Well now, answer me this: If producers in Vietnam and other Southeast Asian countries can produce for the U.S. market more goods at lower costs than can producers in China, why aren’t producers in those other countries already producing for export to the U.S. the amounts that you allege they would be led to produce only when Uncle Sam imposes higher tariffs to artificially raise Americans’ costs of importing these goods from China? Do you know more about global prices than is known by American importers? Or do you suppose that American importers are simply so uninterested in keeping their costs as low as possible that they must be compelled by tariffs to seek out the lowest-cost sources of supplies? Your implicit assumption about the behavior of American importers is nothing short of preposterous.
– Among the sources that you claim to identify of tariff-induced economic growth is U.S. government expenditure of the revenues that it reaps from the tariffs. You assert that this expenditure will expand the U.S. economy because part of the tariff is paid by foreigners. You then treat Uncle Sam’s expenditure of this part of the tariff revenue as a net increase in spending in the U.S. But you’re mistaken.

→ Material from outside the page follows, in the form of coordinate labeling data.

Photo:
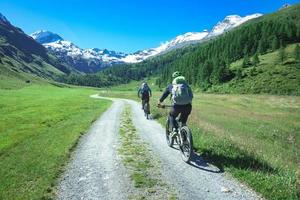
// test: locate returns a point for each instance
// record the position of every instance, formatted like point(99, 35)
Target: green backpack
point(181, 91)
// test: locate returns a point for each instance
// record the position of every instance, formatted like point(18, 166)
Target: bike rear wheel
point(147, 109)
point(170, 140)
point(186, 148)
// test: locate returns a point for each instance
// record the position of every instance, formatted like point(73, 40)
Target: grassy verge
point(141, 164)
point(39, 125)
point(254, 137)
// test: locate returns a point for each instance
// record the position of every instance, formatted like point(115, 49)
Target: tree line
point(208, 63)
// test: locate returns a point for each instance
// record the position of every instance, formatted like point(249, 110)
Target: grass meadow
point(39, 125)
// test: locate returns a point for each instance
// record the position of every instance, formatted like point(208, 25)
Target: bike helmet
point(176, 74)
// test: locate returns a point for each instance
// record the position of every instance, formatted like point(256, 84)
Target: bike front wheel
point(170, 140)
point(186, 148)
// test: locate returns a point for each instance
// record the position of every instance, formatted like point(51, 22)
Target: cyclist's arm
point(191, 92)
point(166, 93)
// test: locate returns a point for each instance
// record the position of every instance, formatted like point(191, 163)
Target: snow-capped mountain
point(86, 60)
point(229, 23)
point(43, 37)
point(177, 42)
point(92, 60)
point(3, 19)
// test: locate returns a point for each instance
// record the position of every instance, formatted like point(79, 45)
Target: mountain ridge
point(96, 59)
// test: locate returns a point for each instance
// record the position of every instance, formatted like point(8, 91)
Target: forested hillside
point(213, 63)
point(24, 60)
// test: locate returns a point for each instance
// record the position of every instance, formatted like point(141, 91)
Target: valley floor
point(96, 171)
point(39, 125)
point(254, 137)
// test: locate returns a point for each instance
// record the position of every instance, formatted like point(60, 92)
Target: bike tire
point(146, 110)
point(186, 148)
point(170, 140)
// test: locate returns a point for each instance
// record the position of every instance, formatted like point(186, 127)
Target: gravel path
point(196, 181)
point(95, 171)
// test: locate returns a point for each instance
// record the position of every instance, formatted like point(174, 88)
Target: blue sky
point(127, 25)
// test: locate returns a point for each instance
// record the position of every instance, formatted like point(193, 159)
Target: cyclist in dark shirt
point(184, 110)
point(144, 93)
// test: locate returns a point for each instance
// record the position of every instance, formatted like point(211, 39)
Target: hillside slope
point(208, 65)
point(23, 59)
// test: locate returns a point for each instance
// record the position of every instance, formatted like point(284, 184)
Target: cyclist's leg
point(143, 103)
point(174, 112)
point(185, 112)
point(148, 101)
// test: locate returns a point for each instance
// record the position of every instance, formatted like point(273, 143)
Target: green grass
point(270, 76)
point(254, 137)
point(38, 128)
point(143, 168)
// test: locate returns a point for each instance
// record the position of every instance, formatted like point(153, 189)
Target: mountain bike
point(182, 136)
point(146, 109)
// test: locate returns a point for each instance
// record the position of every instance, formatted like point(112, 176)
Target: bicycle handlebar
point(164, 106)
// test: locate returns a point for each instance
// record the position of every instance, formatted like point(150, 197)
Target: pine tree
point(238, 73)
point(246, 61)
point(255, 60)
point(275, 43)
point(282, 54)
point(297, 52)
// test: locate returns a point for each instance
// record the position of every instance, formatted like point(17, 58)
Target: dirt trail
point(95, 171)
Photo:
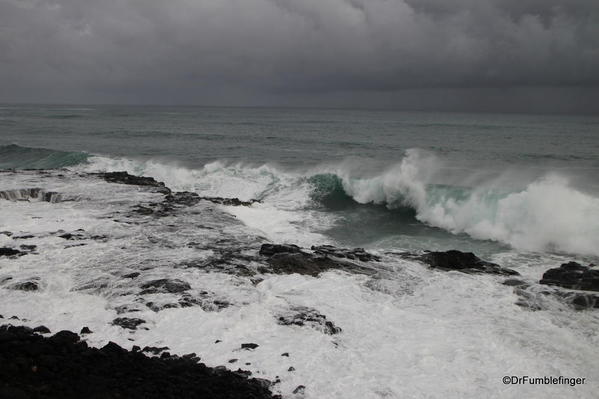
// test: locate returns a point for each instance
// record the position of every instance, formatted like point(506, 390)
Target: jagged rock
point(25, 286)
point(28, 248)
point(300, 390)
point(356, 253)
point(230, 201)
point(304, 316)
point(25, 194)
point(41, 330)
point(288, 259)
point(165, 286)
point(155, 350)
point(513, 282)
point(126, 178)
point(85, 331)
point(11, 252)
point(271, 249)
point(574, 276)
point(465, 262)
point(24, 237)
point(32, 366)
point(129, 323)
point(183, 198)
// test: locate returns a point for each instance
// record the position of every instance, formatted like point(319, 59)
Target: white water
point(543, 213)
point(410, 332)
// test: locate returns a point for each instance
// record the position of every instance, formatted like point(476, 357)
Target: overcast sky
point(502, 55)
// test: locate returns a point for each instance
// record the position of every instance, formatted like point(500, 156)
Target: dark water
point(386, 178)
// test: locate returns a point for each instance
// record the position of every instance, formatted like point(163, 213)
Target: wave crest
point(545, 213)
point(13, 156)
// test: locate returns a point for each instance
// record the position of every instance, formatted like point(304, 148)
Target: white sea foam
point(410, 332)
point(543, 213)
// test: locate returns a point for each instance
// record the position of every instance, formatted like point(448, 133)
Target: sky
point(455, 55)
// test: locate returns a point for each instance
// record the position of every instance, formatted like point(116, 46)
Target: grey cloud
point(195, 50)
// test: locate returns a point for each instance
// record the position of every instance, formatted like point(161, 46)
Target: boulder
point(289, 259)
point(572, 275)
point(165, 286)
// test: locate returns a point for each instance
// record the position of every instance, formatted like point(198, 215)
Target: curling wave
point(544, 214)
point(13, 156)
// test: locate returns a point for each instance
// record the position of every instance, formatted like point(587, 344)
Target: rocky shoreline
point(144, 286)
point(64, 366)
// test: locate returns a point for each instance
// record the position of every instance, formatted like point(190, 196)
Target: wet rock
point(356, 253)
point(80, 234)
point(189, 199)
point(465, 262)
point(85, 331)
point(165, 286)
point(32, 366)
point(25, 194)
point(129, 323)
point(572, 275)
point(185, 198)
point(126, 178)
point(41, 330)
point(64, 337)
point(304, 316)
point(288, 259)
point(271, 249)
point(10, 252)
point(28, 248)
point(155, 350)
point(300, 390)
point(230, 201)
point(512, 282)
point(25, 286)
point(24, 237)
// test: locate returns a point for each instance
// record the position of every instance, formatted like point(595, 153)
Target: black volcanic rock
point(465, 262)
point(85, 331)
point(572, 275)
point(356, 253)
point(126, 178)
point(271, 249)
point(41, 330)
point(25, 286)
point(129, 323)
point(189, 199)
point(10, 252)
point(165, 285)
point(288, 259)
point(303, 316)
point(61, 366)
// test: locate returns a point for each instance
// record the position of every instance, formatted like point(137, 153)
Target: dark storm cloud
point(256, 50)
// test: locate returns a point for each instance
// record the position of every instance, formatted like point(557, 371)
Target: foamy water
point(408, 331)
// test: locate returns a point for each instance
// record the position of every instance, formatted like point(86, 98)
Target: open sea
point(518, 190)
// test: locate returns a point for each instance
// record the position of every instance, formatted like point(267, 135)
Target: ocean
point(518, 190)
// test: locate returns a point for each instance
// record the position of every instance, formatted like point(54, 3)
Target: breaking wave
point(13, 156)
point(543, 213)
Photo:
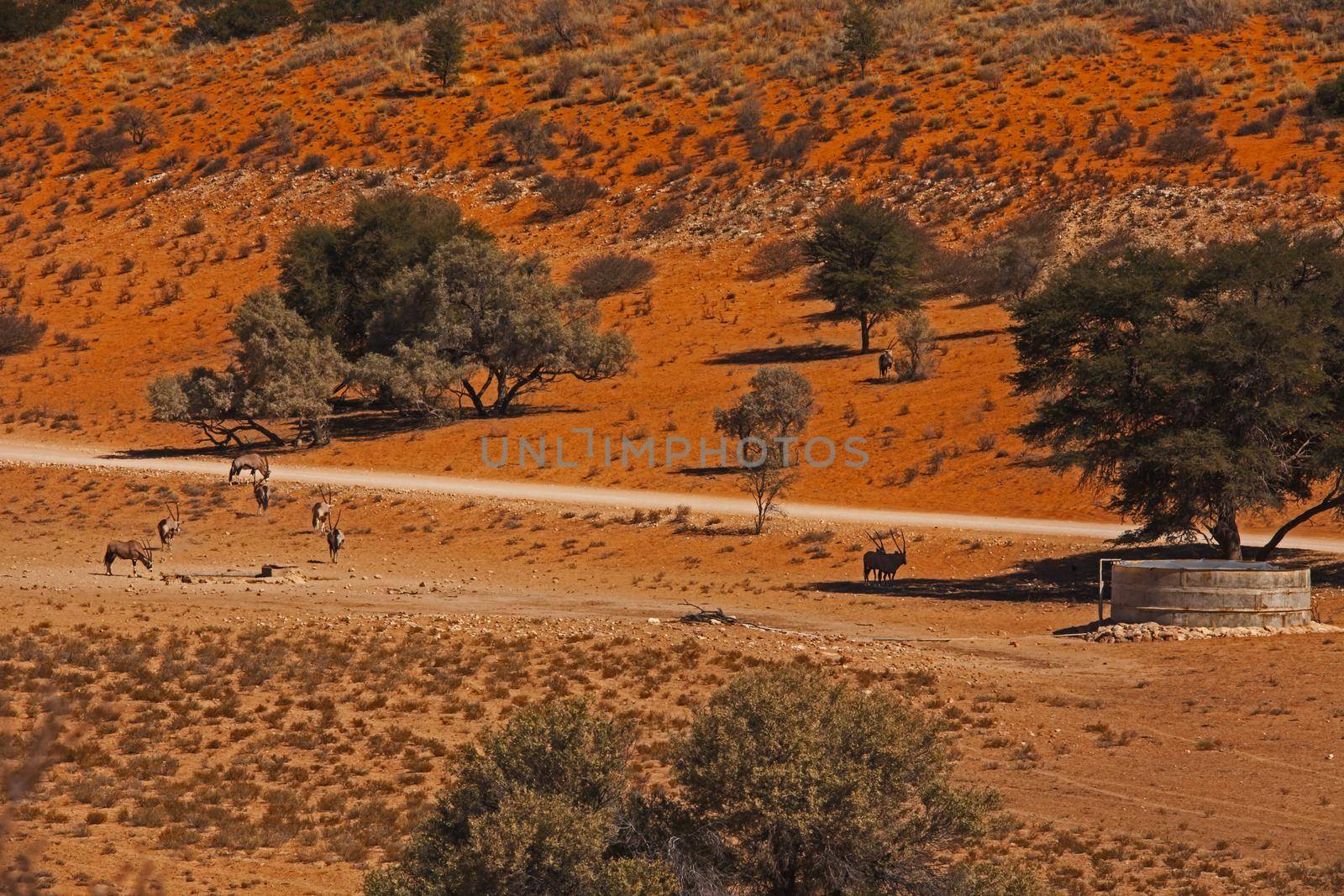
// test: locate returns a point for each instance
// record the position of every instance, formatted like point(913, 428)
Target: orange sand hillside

That part of the tariff that is paid by foreigners is made up of dollars that foreigners otherwise would have cleared on their sales to Americans but that, because of the tariff, they do not clear. And so while, with the tariff, these dollars will be spent in the U.S. by Uncle Sam, absent the tariff these dollars would have instead been spent (or invested) in the U.S. by foreigners. It’s astonishing that you overlook this tariff-induced reduction in foreign spending and investment in the U.S.
– Nowhere in your study is there any indication of the reality of opportunity costs. The unemployment rate in America today is at a generational low. Don’t dismiss this reality by asserting that today’s labor-force participation rate is also low. It’s true that the labor-force participation rate today is lower than it was for much of the past 40 years. But it’s higher today than it was at any time during the years generally regarded by protectionists as a golden age for the U.S. economy, namely, from January 1948 – when these data start – through April 1978. You write as if tariffs will miraculously cause the workers and resources necessary to perform all this new production to materialize out of thin air – a proposition that causes one to laugh as one does when reading The Onion.